Equities in Toronto continued to labour on their way to positive readings, as real-estate and communications dragged things down Wednesday.
The TSX Composite staggered 75.13 points at 21,243.77
The Canadian dollar fell 0.24 cents to 73.66 cents U.S.
In real-estate, units of Allied Properties REIT declined 68 cents, or 3.9%, to $16.98, while Colliers International Group faded $3.21, or 2%, to $157.02.
Communications took a hit, too, as TELUS handed over 40 cents, or 1.7%, to $23.57, while Rogers bowed 79 cents, or 1.3%, to $60.14.
Utilities were shaky as well, with Brookfield Infrastructure Partners shedding $1.24, or 3.2%, to $37.32, while Transalta dumped 28 cents, or 2.9%, to $9.38.
In consumer discretionary stocks, Restaurant Brands International gained $1.59, or 1.5%, to $47.34, while Gildan Activewear picked up 34 cents to $47.34.
In energy, Africa Oil improved in price five cents, or 2.4%, to $2.14, while Tourmaline Oil soared 74 cents, or 1.2%, to $60.75
On the economic slate, payroll numbers came out from Statistics Canada. They showed employees receiving pay and benefits from their employer—measured as “payroll employment” in the Survey of Employment, Payrolls and Hours—increased in number by 31,600 in December.
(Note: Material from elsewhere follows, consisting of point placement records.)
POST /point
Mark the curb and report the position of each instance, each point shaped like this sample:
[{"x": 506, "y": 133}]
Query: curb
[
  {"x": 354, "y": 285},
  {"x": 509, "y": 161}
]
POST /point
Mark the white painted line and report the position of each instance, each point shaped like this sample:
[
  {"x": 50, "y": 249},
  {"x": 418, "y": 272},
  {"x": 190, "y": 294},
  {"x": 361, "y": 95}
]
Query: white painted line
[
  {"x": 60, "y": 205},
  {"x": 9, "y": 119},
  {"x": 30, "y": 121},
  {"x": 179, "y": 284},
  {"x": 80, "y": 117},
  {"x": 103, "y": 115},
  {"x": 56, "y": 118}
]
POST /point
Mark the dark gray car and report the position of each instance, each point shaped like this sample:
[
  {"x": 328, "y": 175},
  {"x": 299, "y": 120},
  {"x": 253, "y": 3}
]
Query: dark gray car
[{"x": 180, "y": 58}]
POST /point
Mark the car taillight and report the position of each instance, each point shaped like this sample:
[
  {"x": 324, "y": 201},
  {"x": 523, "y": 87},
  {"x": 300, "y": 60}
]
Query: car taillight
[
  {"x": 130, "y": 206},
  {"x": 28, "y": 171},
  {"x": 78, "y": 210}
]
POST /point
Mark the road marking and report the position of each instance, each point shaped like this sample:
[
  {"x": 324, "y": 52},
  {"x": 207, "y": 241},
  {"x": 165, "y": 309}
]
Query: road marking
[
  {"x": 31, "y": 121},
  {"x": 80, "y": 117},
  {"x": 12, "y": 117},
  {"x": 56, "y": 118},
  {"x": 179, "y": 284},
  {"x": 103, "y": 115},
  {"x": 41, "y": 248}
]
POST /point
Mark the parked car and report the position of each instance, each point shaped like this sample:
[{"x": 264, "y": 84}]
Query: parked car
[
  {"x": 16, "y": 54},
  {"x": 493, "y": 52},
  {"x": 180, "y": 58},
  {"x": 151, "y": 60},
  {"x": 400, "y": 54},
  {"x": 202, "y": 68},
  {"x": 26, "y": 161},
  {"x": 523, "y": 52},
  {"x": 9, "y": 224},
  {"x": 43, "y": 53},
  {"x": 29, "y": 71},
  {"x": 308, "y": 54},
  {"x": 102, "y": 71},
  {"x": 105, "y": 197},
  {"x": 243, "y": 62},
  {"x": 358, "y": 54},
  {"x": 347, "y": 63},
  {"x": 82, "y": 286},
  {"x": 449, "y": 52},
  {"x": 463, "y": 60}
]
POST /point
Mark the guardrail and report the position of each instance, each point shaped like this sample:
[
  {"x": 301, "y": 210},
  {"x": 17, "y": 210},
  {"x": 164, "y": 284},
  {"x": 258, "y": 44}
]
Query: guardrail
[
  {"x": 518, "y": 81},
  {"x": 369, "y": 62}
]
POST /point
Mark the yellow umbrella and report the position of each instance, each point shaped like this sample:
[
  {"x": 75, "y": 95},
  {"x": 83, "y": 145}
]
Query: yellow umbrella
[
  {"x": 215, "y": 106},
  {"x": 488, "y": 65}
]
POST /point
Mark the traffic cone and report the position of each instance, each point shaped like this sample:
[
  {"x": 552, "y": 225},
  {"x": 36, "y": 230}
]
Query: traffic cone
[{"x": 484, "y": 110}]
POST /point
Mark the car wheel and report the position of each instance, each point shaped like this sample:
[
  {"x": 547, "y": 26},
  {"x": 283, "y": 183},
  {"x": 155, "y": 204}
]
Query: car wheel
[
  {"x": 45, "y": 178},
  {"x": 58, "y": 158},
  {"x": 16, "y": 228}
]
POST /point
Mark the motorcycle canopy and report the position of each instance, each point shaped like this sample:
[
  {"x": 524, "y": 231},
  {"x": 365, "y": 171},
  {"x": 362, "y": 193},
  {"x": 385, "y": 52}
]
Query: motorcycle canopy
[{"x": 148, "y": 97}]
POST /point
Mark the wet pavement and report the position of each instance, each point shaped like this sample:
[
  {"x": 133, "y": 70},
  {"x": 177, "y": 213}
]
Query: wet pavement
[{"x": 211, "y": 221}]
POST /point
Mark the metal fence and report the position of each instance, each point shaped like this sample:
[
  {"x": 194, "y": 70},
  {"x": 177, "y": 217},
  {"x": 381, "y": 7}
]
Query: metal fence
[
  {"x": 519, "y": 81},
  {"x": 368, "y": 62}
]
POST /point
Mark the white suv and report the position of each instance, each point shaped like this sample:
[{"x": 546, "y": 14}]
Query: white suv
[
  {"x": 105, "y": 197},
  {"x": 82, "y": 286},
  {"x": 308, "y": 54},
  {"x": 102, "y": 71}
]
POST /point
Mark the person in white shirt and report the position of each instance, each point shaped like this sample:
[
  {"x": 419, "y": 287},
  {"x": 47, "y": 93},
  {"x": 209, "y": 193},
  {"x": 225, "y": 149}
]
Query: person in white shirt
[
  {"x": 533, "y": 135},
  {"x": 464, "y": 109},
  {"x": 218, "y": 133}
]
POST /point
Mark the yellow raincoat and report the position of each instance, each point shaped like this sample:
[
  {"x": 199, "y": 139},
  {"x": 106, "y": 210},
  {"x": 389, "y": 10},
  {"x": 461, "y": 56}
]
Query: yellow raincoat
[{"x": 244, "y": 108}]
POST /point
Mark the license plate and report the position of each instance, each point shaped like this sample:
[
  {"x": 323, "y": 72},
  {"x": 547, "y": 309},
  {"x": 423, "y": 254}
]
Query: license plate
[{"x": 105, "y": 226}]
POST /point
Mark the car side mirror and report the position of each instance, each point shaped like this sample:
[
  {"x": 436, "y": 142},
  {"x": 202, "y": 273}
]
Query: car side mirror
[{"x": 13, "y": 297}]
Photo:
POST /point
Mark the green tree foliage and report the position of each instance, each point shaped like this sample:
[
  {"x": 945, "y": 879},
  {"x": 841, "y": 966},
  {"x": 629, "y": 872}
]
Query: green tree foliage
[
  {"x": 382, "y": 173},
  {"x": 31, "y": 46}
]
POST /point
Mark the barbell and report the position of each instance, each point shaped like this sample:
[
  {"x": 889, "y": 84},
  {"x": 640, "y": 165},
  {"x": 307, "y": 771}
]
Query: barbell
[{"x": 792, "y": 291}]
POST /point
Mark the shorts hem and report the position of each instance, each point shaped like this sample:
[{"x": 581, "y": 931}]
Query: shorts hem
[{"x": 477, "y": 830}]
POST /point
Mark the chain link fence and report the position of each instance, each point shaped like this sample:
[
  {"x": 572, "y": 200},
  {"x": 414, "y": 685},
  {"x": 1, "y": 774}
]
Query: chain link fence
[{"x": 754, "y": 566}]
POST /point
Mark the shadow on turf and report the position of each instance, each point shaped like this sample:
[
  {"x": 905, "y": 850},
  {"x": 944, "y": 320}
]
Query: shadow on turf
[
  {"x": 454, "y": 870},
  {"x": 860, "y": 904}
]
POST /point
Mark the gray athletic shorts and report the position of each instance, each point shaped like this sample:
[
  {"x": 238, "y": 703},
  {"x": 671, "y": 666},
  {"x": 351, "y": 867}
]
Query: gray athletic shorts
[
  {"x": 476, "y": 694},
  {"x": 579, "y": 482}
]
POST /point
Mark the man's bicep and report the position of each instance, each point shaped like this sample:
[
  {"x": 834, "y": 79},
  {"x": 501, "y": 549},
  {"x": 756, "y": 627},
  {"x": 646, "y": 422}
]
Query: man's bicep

Yearly, payroll employment jumped 223,500.
ON BAYSTREET
The TSX Venture Exchange slid 1.13 points to 554.59.
All but two of the 12 subgroups were down, with real-estate declining 1%, while communications and utilities each down 0.6%.
The two gainers proved to be consumer discretionary stocks, up 0.8%, and energy, up 0.3%.
ON WALLSTREET
Stocks slid Wednesday as investors looked ahead to a key inflation report due later this week.
The Dow Jones Industrials finished the day down 23.39 points Wednesday at 38,949.02, marking the index’s third consecutive day of losses.
The S&P 500 dropped 8.42 points to 5,069.76.
The NASDAQ index slid 87.56 points to 15,947.74.
UnitedHealth lost nearly 3% to lead the Dow lower. Intel docked 1.7% and Alphabet declined 1.8%, Elsewhere, Urban Outfitters fell 12.8% after reporting weaker-than-expected results for the fourth quarter.
Investors are looking toward the personal consumption expenditure reading for January on Thursday, which is the Federal Reserve’s preferred measure of inflation.
The report will come as the market tries to build on the gains that took the Dow and S&P 500 to record highs. This week, the market has struggled, however, pulling back slightly.
Prices for the 10-year Treasury inched forward, lowering yields to 4.26% from Tuesday’s 4.31%. Treasury prices and yields move in opposite directions.
Oil prices faded 48 cents to $78.39 U.S. a barrel.
Gold prices dropped $1.10 to $2,043.00.